Del calcio italiano cosa non sopporta?

«In generale vedo poche famiglie e poca gente serena allo stadio, poi non tollero il razzismo. Per fortuna Cesena è un’isola felice».

Cosa fa nel tempo libero?

«Non posso più correre, perché da calciatore ho esagerato, quindi per sudare l’unica soluzione rimane la bicicletta. L’ho scoperta a Vicenza ed è stato un colpo di fulmine.
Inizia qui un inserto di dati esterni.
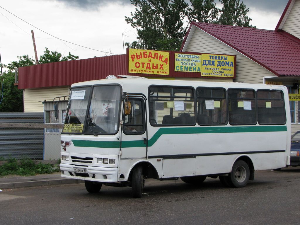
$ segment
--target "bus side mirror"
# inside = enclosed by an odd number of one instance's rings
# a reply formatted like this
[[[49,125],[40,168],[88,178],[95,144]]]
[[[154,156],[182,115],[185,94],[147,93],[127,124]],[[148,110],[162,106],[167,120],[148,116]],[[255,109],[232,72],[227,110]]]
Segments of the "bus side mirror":
[[[124,104],[125,115],[129,115],[131,113],[131,102],[129,101],[125,102]]]

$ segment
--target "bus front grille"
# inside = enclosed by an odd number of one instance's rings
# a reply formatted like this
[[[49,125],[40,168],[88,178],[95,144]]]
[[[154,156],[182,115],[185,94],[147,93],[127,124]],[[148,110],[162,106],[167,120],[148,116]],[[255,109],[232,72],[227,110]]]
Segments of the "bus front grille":
[[[71,156],[71,159],[72,162],[75,163],[92,163],[93,162],[93,158],[92,157],[87,157],[81,158],[77,156]]]

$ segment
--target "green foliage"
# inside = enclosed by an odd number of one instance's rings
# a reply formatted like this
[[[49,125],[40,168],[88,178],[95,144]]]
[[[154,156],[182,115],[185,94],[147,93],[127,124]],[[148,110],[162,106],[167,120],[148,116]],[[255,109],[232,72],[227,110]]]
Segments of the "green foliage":
[[[219,1],[223,6],[220,10],[221,14],[217,23],[245,27],[256,27],[249,24],[252,20],[247,15],[249,8],[246,9],[246,5],[242,2],[240,3],[239,0]]]
[[[239,0],[219,0],[222,9],[216,6],[216,0],[130,0],[136,8],[125,20],[136,28],[138,40],[127,43],[127,47],[158,50],[178,51],[186,33],[188,22],[218,23],[255,27],[249,24],[251,18]]]
[[[217,20],[219,10],[214,0],[190,0],[191,7],[187,10],[189,22],[197,21],[209,23]]]
[[[28,55],[23,55],[21,56],[17,56],[19,59],[18,61],[13,61],[8,63],[6,67],[10,70],[14,71],[15,68],[22,67],[27,66],[31,66],[34,64],[34,61],[29,58]]]
[[[136,7],[125,20],[136,28],[138,40],[128,47],[160,50],[177,50],[186,33],[184,0],[130,0]]]
[[[28,158],[23,159],[18,162],[16,159],[10,158],[4,164],[0,166],[0,176],[10,175],[31,176],[36,174],[51,173],[59,170],[58,168],[50,164],[43,164],[39,163],[36,164],[33,160]]]
[[[44,51],[44,54],[40,57],[40,60],[39,61],[40,64],[74,60],[78,59],[79,58],[78,56],[71,54],[70,52],[69,52],[69,55],[68,56],[62,57],[61,53],[57,52],[56,51],[55,52],[51,51],[50,52],[47,48],[45,48],[46,50]]]
[[[3,76],[3,95],[0,104],[0,112],[19,112],[23,111],[23,90],[14,85],[15,73],[4,73]],[[2,97],[2,93],[1,93]]]

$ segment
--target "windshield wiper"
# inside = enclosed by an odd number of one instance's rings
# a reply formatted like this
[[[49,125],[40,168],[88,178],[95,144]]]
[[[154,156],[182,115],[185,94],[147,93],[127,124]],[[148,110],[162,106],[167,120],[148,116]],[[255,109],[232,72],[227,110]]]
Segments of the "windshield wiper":
[[[88,116],[87,120],[88,123],[88,127],[90,128],[90,130],[91,130],[91,131],[92,132],[92,133],[94,135],[94,136],[97,137],[98,136],[98,134],[95,133],[95,131],[94,130],[94,129],[92,128],[93,125],[92,124],[92,120],[91,118],[91,117],[90,117],[90,114],[89,112],[88,113]]]

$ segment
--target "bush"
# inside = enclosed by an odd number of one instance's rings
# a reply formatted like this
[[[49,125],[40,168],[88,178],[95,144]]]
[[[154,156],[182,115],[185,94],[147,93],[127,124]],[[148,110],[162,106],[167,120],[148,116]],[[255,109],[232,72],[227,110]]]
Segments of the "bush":
[[[31,176],[36,174],[51,173],[58,172],[58,168],[50,164],[36,164],[32,160],[22,159],[19,162],[15,158],[10,158],[2,166],[0,166],[0,176],[9,175],[21,176]]]

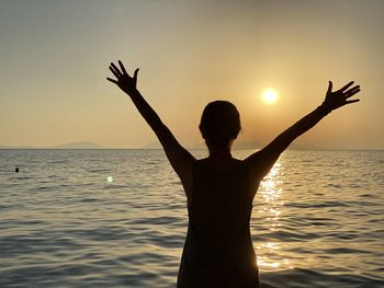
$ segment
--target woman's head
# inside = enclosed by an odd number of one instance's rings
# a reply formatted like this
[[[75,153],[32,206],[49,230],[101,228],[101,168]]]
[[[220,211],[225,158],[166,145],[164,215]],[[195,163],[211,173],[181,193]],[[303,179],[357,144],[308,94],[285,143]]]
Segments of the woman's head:
[[[208,147],[225,147],[241,129],[240,114],[228,101],[211,102],[203,111],[199,128]]]

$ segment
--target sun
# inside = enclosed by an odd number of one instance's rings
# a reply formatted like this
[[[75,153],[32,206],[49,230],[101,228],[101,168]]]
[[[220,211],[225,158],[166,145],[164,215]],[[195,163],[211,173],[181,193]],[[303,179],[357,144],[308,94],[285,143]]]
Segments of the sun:
[[[279,93],[273,88],[268,88],[262,91],[262,102],[264,102],[268,105],[272,105],[276,103],[279,100]]]

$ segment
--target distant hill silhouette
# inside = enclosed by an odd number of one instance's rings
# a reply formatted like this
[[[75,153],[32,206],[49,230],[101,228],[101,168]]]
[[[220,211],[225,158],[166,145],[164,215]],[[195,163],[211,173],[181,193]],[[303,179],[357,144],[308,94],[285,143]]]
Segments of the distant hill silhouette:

Qua esco con il magazziniere “Bus” e i suoi amici».

A proposito di colpo di fulmine, è vero che sta con sua moglie dall’età di 16 anni?

«Sì, siamo entrambi di Cassino: il prossimo 2 settembre festeggiamo i 30 anni di matrimonio. Se sono diventato prima un calciatore e poi un allenatore, il merito è innanzitutto suo. Poi, in questi anni, anche le mie figlie Sharon e Naomi mi hanno aiutato moltissimo».

Abitualmente che musica ascolta?

«Mi piace la musica rap, però non chiedetemi i titoli delle canzoni, perché li dimentico subito».

Il suo sportivo preferito?

«Usain Bolt. Un fenomeno. Tra gli allenatori, invece, scelgo Julio Velasco».

L’8 marzo saranno tre mesi a Cesena. Ha imparato qualche parola in dialetto?

«Me ne hanno insegnata una: burdèl. Però quando il presidente e il direttore parlano in dialetto tra loro, non capisco quasi nulla».